A nonprofit publication of the Kentucky Center for Public Service Journalism

Lawmakers urged to fund ‘complete overhaul’ of Kentucky’s aging national park infrastructure


By Nadia Ramlagan
Public News Service

Eight in 10 registered voters support cleaning up and repairing the nation’s aging national parks, according to a poll by The Pew Charitable Trusts.

House lawmakers are considering legislation that would channel up to $6.5 billion in funding to the National Park Service to begin upgrades to crumbling roads, outdated water and sewer systems, and eroding trails and campgrounds.

Sherry Murphy, executive director of the Bowling Green Area Convention & Visitors Bureau, says Kentucky’s national parks need what she calls a “complete overhaul.”

Mammoth Cave National Park is one of four national parks in Kentucky in need of maintenance and upgrades. (Photo from Adobe Stock. via PNS)

“Those infrastructure-type projects aren’t glamorous, but they’re necessities for those parks to be able to continue to operate,” she states. “And then, of course, the roads and bridges themselves. It’s one thing to feel a pothole; it’s another when the road needs to be resurfaced.”

Kentucky is home to Abraham Lincoln Birthplace National Historical Park, Big South Fork National River and Recreation Area, Cumberland Gap National Historical Park and Mammoth Cave National Park.

Collectively, these parks have racked up more than $111 million of deferred maintenance.

Murphy also points out that for many communities, national parks are the backbone of economic activity.
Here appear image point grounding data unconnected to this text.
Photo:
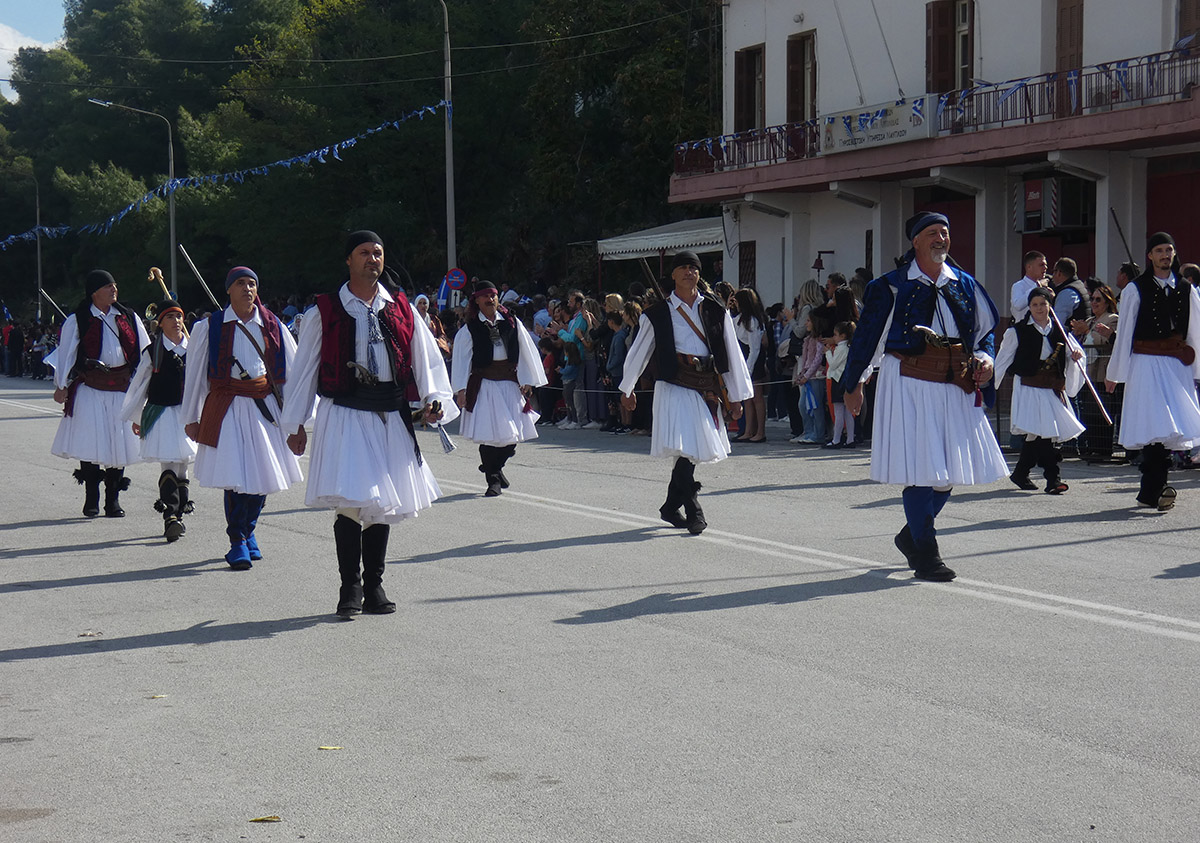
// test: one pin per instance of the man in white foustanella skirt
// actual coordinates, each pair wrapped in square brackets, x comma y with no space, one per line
[929,328]
[99,351]
[495,369]
[153,407]
[701,375]
[238,363]
[1155,356]
[366,352]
“Here in Kentucky, our national park system is responsible for over 1,500 jobs,” she says. “Our national park system also means $142 million into the economy from visitors. So it is a huge impact on those communities.”

To address the maintenance backlog, the Restore Our Parks and Public Lands Act would use money from oil and gas company fees paid to the federal government.

Kentucky isn’t the only state with maintenance needs. Marcia Argust, project director for the Restore America’s Parks Campaign, part of The Pew Charitable Trusts, says it’s been 50 years since the nation’s national parks have seen significant investment.

“Over two-thirds of the House and one-third of the Senate support legislation to fix our parks,” she states. “It’s time for congressional leadership to take the next step, and that next step is allowing a vote on this legislation.”

According to the Pew poll, voters from all sides of the political spectrum say keeping the country’s parks and monuments pristine and up to date is important.

Support for this reporting was provided by The Pew Charitable Trusts.